The larger-than-life American soccer executive helped expose corruption inside FIFA, serving as a key witness in the investigations that ultimately toppled some of the most powerful figures in world football. Yet Blazer was a product of the very system he later helped unravel. His spectacular rise and fall remains one of the strangest chapters in soccer history, a tale of luxury apartments, exotic pets and global corruption.
Unlike baseball, basketball or boxing, soccer never became known as a major arena of Jewish achievement in the United States. Perhaps that has been due to the historic lack of status for soccer in the country.
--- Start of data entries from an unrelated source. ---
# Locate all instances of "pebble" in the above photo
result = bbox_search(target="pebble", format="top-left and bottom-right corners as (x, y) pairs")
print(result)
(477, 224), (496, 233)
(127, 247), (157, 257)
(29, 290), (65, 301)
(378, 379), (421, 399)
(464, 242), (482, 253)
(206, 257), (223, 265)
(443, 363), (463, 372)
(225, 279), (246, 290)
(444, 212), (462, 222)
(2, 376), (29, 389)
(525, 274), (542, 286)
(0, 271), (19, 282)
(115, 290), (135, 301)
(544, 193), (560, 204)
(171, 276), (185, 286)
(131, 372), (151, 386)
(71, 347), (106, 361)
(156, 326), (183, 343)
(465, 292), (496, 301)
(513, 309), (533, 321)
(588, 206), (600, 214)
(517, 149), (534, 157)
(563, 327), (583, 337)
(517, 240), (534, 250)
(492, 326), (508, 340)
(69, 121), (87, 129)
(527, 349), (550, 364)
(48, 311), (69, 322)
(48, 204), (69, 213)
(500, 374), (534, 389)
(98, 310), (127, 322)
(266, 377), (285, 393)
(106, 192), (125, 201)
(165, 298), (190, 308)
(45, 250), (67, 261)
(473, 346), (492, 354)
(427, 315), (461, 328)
Despite the excellence of Yael Averbuch West for the USWNT and a number of Jewish players for the USMNT including Jonathan Bornstein, Benny Feilhaber, Dan Calichman, DeAndre Yedlin, Kyle Beckerman and the maverick Yari Alnutt there have been no soccer equivalents of Sandy Koufax or Hank Greenberg.

The stalwart defender Jeff “Goose” Agoos came closest with 134 international appearances and six more for the U.S. soccer Olympic team. But playing with a mediocre USMNT, he enjoyed few legendary moments. In fact, arguably no professional moments outshone the bizarre story of his 1989 NCAA championship ring in his junior year, the season that he played in the Maccabiah. On Dec. 3 of that year, his Virginia Cavalier team (playing for future USMNT coach Bruce Arena) met the top ranked, undefeated Santa Clara team in a freezing cold stadium in Piscataway, N.J. The teams were still tied 1-1 after FOUR overtimes and, with no penalties on the books, they shared the spoils. It was the third time that two teams shared the championship and has never happened again.
This year’s USMNT squad does include the only Jewish player at this summer’s tournament — reserve goalkeeper Matt Turner. If, as coach Mauricio Pochettino plans, Turner exclusively warms the bench, he will take his place alongside many of America’s notable Jewish soccer figures who have furthered the game, even if not on the field.